Gerade in der zweiten Hälfte müssen ein wenig Abstriche in der Spannungskurve gemacht werden

„Fed by Fire/Led by Blood“  und „Kingdoms  Turned To Sand“, beschwören ebenfalls Wüstenatmosphäre durch zurückgenommenes Tempo, Orchestralik und cleane Gesangseinlagen auf. „Shah“ rast wieder ein wenig eingängiger durch die Gehörgänge, ehe mit „Connector Of The Nine Worlds“ dann noch einmal mit einem Longtrack entlassen wird. Leider ist insbesondere die zweite Albenhälfte ein wenig behäbig und teilweise auch gleichförmig geraten, vor allem „Kingdoms Turned To Sand“ und „Connector Of The Nine Worlds“, die beinahe durchgängig im Midtempo bleiben und beide auch noch lange Intros spendiert bekommen haben. Keine wirklich schlechten Tracks, aber innerhalb der Laufzeit doch ein wenig Abwechslung vermissend.

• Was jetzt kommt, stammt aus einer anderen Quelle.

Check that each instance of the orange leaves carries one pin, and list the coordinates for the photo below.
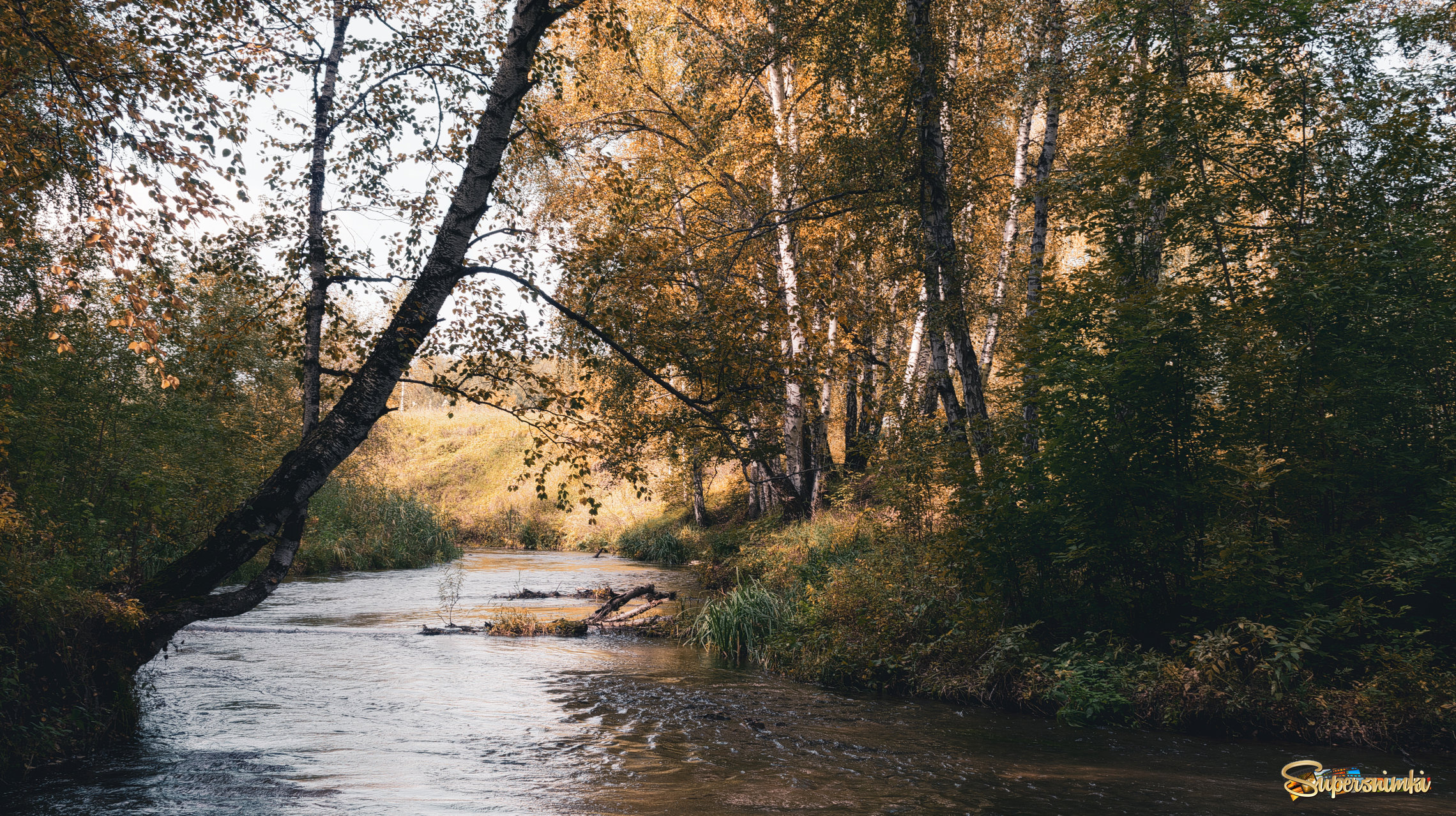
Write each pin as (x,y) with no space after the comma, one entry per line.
(63,345)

MISERATION sind nach dem etwas durchwachsenen „Tragedy has Spoken“ vor zehn Jahren wieder auf dem aufsteigenden Ast, bei gleichzeitigem Experimentieren mit ihrem Sound. Wer hätte ein symphonisch-orientalisches Album mit diesen Themenkomplex wirklich von MISERATION, die sonst in ganz anderen Gefilden unterwegs waren, auch erwartet? Grundsätzlich ist „Black Miracles And Dark Wonders“ gut geraten, allerdings versinkt die zweite Albenhälfte manchmal ein wenig zu sehr in der Beliebigkeit, wo ein wenig mehr Wagnis beim Ausprobieren der neuen Stilelemente und knackigeres Songwriting schön gewesen wären. Trotzdem können Fans von quasi allen oben genannten Vergleichsbands zumindest die Lauscher leihen und bei Gefallen auch die Kaufentscheidung tätigen.